I wanted a model which could encompass controller effects like sample time, switching, PWM resolution, A/D resolution, sensor noise, etc, and generally be, well, as general as possible, so that I can use it for arbitrary motors and motor controllers. I started out doing most of the model in the D-Q frame, but realized to get what I want, it really makes more sense to do all the motor modeling at the phases, and then just use the transformations as necessary for control purposes. You know, like how motors work in real life.

In working through this problem, I finally sat down and did a bunch of motor modeling math by hand, which I should probably have done a while ago. Fortunately Bayley was semi-coincidentally working through similar problems at the same time, to do some optimization for controlling hybrid car motors for a go kart, so we did some back-and forth to sanity check results.

Rather than putting it all here, I spent the time to write up a nice Latex-ed document with my notes, which can be found here. This is just the analytical portion of the modeling - i.e. coming up with the equations that actually get solved by a computer.

Here you go.

With that part of the problem out of the way, I could actually implement the equations in MATLAB, and do interesting things with them.

Here are a couple useful sanity checks for making sure the motor equations were behaving like I expected them to once implemented, and some other experimentation.

**Open Circuit Back-EMF**

i.e., spin the motor with the phases floating, and measure the voltage between terminals. This is the classic test I use all the time to quickly estimate motor parameters of random motors. The next few plots are for the hybrid car motor being used in the go-kart.

**Short-Circuit Torque Vs Speed**

i.e. Short the motor terminals together and spin the motor.
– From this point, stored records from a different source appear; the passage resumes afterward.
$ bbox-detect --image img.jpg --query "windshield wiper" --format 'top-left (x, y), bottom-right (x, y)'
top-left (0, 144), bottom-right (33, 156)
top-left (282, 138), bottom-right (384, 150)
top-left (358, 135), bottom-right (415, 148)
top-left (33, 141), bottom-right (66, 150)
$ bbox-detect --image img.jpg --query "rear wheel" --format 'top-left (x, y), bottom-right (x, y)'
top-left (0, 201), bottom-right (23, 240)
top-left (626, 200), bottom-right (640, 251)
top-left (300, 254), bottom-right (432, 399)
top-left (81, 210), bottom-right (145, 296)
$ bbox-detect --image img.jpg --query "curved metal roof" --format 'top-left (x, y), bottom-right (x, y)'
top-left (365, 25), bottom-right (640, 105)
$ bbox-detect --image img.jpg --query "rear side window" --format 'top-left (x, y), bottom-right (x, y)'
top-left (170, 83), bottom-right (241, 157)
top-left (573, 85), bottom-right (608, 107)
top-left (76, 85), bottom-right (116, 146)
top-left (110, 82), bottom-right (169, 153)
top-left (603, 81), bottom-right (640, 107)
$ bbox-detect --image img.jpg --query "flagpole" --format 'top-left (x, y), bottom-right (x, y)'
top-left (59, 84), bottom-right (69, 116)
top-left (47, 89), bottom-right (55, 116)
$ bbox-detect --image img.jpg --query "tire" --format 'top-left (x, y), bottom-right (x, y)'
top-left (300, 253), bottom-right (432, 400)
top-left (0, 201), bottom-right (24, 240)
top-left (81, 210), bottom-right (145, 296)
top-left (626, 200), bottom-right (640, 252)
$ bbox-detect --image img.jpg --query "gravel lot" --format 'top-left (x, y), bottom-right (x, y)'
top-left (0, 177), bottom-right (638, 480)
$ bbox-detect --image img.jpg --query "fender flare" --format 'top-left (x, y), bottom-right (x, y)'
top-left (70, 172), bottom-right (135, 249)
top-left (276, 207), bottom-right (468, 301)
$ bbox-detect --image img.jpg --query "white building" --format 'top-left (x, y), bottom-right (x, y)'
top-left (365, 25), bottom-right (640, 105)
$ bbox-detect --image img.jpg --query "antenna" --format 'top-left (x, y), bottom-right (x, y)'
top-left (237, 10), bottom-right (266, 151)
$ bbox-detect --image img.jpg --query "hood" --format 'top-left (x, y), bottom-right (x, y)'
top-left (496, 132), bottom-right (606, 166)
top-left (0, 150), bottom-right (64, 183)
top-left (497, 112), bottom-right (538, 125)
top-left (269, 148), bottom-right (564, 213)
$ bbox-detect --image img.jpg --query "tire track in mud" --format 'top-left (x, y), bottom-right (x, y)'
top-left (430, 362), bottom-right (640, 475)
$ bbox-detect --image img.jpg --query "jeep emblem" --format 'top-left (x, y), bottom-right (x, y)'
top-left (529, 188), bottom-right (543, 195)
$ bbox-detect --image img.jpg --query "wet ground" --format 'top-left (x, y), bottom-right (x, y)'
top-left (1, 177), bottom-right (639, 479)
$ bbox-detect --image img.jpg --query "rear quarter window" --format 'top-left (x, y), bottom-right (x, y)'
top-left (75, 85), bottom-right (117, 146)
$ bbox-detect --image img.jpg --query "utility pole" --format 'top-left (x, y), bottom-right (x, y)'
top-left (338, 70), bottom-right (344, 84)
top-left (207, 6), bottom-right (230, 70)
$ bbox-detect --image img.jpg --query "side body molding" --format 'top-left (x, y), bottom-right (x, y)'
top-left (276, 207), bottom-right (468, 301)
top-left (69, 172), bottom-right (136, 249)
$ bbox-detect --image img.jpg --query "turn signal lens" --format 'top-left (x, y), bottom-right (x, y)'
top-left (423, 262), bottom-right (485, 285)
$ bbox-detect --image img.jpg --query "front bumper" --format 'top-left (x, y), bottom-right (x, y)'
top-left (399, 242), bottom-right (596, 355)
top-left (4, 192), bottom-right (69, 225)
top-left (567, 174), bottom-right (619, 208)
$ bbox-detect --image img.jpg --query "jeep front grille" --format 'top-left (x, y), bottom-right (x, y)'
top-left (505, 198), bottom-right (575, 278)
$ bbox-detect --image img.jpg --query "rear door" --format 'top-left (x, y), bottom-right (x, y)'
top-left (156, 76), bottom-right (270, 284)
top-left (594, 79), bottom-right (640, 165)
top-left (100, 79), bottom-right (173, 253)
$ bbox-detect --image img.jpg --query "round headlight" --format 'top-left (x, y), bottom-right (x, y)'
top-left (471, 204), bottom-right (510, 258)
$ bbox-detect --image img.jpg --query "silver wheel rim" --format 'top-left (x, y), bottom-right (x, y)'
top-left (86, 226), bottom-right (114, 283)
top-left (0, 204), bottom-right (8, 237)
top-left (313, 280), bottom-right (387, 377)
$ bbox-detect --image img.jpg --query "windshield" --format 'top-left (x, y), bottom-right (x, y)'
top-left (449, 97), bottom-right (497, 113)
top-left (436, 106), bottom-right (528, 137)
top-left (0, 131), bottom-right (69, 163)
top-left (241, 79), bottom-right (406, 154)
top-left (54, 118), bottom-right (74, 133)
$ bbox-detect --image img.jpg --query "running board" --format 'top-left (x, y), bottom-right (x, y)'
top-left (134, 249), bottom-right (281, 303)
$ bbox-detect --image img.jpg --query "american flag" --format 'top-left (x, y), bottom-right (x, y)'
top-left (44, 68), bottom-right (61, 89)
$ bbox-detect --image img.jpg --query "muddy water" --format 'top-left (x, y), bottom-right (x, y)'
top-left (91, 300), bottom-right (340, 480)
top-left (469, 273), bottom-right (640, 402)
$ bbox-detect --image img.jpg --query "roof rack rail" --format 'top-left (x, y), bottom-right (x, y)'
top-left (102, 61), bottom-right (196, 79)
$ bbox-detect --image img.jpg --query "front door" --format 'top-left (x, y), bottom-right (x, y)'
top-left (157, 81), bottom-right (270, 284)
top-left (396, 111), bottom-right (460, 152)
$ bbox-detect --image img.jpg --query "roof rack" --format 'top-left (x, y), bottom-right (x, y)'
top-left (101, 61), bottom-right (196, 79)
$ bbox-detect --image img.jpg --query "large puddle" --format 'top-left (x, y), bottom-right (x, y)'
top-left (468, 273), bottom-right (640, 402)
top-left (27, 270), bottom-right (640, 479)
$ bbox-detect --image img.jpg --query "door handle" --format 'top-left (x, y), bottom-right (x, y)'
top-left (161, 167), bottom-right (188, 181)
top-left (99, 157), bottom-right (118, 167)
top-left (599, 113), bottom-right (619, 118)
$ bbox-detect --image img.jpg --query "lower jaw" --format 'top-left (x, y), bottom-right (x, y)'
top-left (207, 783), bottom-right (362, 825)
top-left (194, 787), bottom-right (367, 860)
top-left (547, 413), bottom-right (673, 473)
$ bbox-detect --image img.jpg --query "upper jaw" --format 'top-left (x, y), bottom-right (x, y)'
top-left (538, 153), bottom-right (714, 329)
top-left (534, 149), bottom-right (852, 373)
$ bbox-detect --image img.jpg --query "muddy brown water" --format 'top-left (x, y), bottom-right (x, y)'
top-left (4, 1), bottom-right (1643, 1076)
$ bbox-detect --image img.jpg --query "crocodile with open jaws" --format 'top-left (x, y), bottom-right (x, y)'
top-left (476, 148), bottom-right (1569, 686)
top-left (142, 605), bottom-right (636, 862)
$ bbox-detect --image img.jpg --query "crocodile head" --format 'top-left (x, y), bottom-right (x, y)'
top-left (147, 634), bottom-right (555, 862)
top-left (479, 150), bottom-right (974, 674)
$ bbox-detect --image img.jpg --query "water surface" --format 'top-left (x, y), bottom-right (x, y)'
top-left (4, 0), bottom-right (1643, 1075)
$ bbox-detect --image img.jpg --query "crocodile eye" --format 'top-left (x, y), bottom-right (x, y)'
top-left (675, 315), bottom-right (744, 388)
For low speeds, the motor looks behaves like a resistor, so expected result is that there's a damping torque proportional to angular velocity. But as speed increases, the motor behaves like an inductor, not a resistor, so damping should drop off to a constant value. The crossover speed should be right around the motor's R/L break frequency. And so it is:

The plot above, and those following are

*per pole pair*. This is a 3 pole pair motor, so actual torque and speed get multiplied and divided by 3 respectively.

**PM and Reluctance Torque vs Current Angle**

Looking at the permanent magnet and reluctance components of torque vs the relative angle of the stator current to the rotor, the expected plot looks like this. Here's the result for the same hybrid motor (this plot's actually a little out-of-date, but it gets the picture across)

**Auto-Generate "Optimal" Current Trajectories**

Unlike for the classic surface-permanent-magnet "brushless" motor, where you typically want to just put all the current on the Q-axis (neglecting field-weakening), internal permanent magnet motors (like those in most hybrid cars) needed to be treated differently. I wrote a script which sweeps operating speeds, and for every speed and current setpoint finds the current phase angle which produces the most torque. A pretty cool thing about this method is that it automatically produces the correct field-weakening trajectory for operation above base speed. No need to think about how to move through current circles and voltage ellipses.

Here's the whole positive-torque, positive-speed operating region, for the same hybrid car motor as above, with a 160V bus and 200 phase amp limit. This map can be used to generate a lookup table for motor controller - for a given speed and torque command, what are the best d and q axis currents. In this case I've formatted it as current magnitude and phase, instead of d and q current, because that makes the table a little more convenient to generate.

(currents numbers are larger than 200A peak just because of the way I've defined my dq0 transform, but this corresponds to 200 peak phase amps) The dark-blue regions are unreachable operating points.

**Switching Effects**

I added a naive implementation of switching to the model. I implemented this very much like how a microcontroller does PWM, with an up-down counting counter, like this. Unfortunately this method means I have to simulate way more timesteps than necessary - 40 kHz pwm with 12 bits of PWM resolution, this method has to simulate 1/(40,000 * 2^12) steps per second, which is

*way*faster than the actual dynamics of the motor behave. There are cleverer ways around this, but I haven't gotten around to trying anything else yet.

Here's what phase currents look like with 40 kHz switching on one of my MultiStar Elite 5208 motors. You can see the fuzz on top of the sinusoids from the switching.

Zooming in, you can see the double-peaked ripple caused by the center-aligned PWM:

Here's a link to all the repository of MATLAB code: Beware, it's kind of an organizational disaster right now, but eventually it'll get organized and commented better, I promise.

Don't worry, I'll be back with more dyno progress and more building physical things soon.